Why wait for a response to an email when you get a quicker answer over instant messaging? Thanks to Facebook, some questions can be answered without asking them. You don't need to ask a friend whether she has left work, if she has updated her public "status" on the site telling the world so. Email, stuck in the era of attachments, seems boring compared to services like Google Wave, currently in test phase, which allows users to share photos by dragging and dropping them from a desktop into a Wave, and to enter comments in near real time.
As Nicholas Carr points out, the assumption here is that real-time communication is something that everyone is clamoring for and will be experienced as a joyous improvement over the delays and distance of email. Carr recalls email's early days, when its main workplace benefit was that it freed people from the tyranny of the phone -- of being disrupted by it and the demands of callers. Email in theory could be read and answered on one's own schedule. But since email has next to no transaction costs, personal communication, Carr explains, became broadcasting. We get inundated with trivia and simultaneously we cease to recognize when others might think what we have to say is distracting. So parents forward religious inspiration and "funny" pet videos to their agnostic children and so on. As the internet has merged with phones, email has become merely a more intrusive and all-consuming version of phone communication -- both disruptive and trivial. Wave will worsen this, making email even more immediate and presence-demanding than it already has been become thanks to BlackBerrys and iPhones. Carr's conclusion seems spot on:
The downside of synchronous communication has been repackaged as the upside of realtime communication. Asynchrony, once our friend, is now our enemy. The transaction costs of interpersonal communication have fallen below zero: It costs more to leave the stream than to stay in it. The approaching Wave promises us the best of both worlds: the realtime immediacy of the phone call with the easy broadcasting capacity of email. Which is also, as we'll no doubt come to discover, the worst of both worlds. Welcome to the conference call that never ends.

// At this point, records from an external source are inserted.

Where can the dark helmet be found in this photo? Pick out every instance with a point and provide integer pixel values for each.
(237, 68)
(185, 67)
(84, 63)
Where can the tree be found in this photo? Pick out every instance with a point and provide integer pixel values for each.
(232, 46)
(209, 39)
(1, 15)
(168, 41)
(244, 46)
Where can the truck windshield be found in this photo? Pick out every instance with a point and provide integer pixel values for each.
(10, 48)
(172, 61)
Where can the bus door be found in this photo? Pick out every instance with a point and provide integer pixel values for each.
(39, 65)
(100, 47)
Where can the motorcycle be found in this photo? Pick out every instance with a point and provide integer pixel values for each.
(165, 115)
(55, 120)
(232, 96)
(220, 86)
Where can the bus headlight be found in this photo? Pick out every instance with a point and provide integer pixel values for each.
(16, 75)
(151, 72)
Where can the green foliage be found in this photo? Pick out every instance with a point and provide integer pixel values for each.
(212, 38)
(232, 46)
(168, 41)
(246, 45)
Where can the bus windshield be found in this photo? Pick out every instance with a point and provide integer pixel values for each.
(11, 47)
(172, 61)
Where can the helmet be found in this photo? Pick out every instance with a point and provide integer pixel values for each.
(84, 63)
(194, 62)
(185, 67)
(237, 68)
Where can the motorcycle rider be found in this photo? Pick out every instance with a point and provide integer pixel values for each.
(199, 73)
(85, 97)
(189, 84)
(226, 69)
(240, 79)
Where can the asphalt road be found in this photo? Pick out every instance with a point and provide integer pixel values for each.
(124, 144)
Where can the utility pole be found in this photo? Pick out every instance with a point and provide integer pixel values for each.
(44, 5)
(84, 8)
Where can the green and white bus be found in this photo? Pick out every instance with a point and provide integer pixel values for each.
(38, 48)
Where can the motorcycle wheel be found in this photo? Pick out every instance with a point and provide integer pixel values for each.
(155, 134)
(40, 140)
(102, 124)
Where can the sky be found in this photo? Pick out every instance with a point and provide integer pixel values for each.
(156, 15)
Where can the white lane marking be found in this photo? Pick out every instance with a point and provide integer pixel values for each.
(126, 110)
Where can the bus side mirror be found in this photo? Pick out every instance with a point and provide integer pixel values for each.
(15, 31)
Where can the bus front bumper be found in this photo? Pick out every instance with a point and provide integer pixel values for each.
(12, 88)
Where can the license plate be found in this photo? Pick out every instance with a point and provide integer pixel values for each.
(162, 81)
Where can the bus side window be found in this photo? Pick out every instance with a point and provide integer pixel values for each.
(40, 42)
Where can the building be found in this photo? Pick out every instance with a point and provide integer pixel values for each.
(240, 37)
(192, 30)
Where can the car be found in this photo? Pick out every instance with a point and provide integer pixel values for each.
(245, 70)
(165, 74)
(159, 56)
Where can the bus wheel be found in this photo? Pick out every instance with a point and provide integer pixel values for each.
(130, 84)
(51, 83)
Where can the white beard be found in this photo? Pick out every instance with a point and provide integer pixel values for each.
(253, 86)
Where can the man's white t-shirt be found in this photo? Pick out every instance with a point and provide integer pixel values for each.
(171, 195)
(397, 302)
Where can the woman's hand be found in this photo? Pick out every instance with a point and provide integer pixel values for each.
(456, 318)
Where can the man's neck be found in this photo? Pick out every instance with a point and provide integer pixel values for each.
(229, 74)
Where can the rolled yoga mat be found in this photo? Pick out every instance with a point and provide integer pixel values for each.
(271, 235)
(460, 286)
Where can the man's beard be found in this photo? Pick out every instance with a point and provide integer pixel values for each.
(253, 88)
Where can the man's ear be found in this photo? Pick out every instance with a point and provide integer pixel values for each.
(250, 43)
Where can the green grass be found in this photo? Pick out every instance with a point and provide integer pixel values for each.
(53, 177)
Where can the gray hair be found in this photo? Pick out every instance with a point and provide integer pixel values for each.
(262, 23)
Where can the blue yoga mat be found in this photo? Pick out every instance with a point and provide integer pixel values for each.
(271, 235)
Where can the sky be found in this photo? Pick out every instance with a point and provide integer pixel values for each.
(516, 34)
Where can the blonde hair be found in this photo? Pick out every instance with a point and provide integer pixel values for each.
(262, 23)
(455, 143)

How perfectly awful. I still don't get why instant messaging is preferable to email. I don't want to share my thoughts with people "instantly" -- I am not aspiring to telepathic connection with the random people in my Gmail address book. I want to actually take a moment and think about what I want to communicate and how best to express that in words. And I appreciate it when other people do the same. I certainly don't want to blurt out blasts of type under the pretense that it conjures immediacy over the digital data cables.
One of Google Wave's "features" is that it allows correspondents to see what others want to say as they type it, so one best not misphrase it or reveal to much in the initial formulation of a thought. As someone who often forms thoughts in the process of typing, this is an untenable feature. I backspace over what I've written and cut and paste and insert too much for what I first type to be coherent, let alone something I want to communicate. My thought process is private; I don't want it exposed because of other people's casual impatience. The private staging ground for our communications is being eroded under the mistaken notion that this fosters immediacy and possibly even intimacy. But the "immediate self" is not a true reflection of what we mean or what we want or what we are.
Vascellaro, who throughout writes fatalistically, as if this change from email to instant communication and permanent accessibility is irreversible and inevitable, offers this depressing scenario: "No need to spend time writing a long email to your half-dozen closest friends about how your vacation went. Now those friends, if they're interested, can watch it unfold in real time online." Notice how normal the idea of surveillance has become, let alone the insane idea that someone else wants to experience my vacation in real-time. It's my vacation, not theirs; I don't need their validation in the midst of it. And I hope I never do. I hope this sort of technology doesn't start to change me, change the sort of recognition I need to feel okay about myself. The article adds that in the future we'll be "complaining that our cellphones aren't automatically able to send messages to friends within a certain distance, letting them know we're nearby." Perhaps I am officially a citizen of yesterday. I never want to accept that using digital technology to dispense with the haven of privacy is a good idea. In any pluralistic society, privacy should not be an opt-in concept; it should remain the default.
It seems social networking tools are going to extract more and more from people, bind them more fervently to devices, make the unmediated life seem irrelevant, drained of its being. Our most grandiose impulses of self-importance now have a tool set to support them, promote them, produce them, rationalize them, normalize them, make us dependent on their fleeting narcissistic pleasures. The self we develop in that matrix of perpetual publicity will be more malleable than ever before; there will be no reserve for the individual to draw from, no private experience to shore up a sense of self that the social network rejects or doubts. The endless real-time communication foretells a perfect system for imposing dispersed power on an individual at every moment -- to have that individual compulsively referring everything that he regards as significant that he does to the public sphere for comment and recognition, a never-ending compulsion to confess, to invent the anticipated sins and perform the social penances.
The stream of real-time information to which we are continually supposed to contribute may seem a spontaneous eruption of expression, but it is an expression of pure administration. It is designed to simulate the reality from which it parasitically sucks, only it is more amenable to ideological correction. In real time, of course.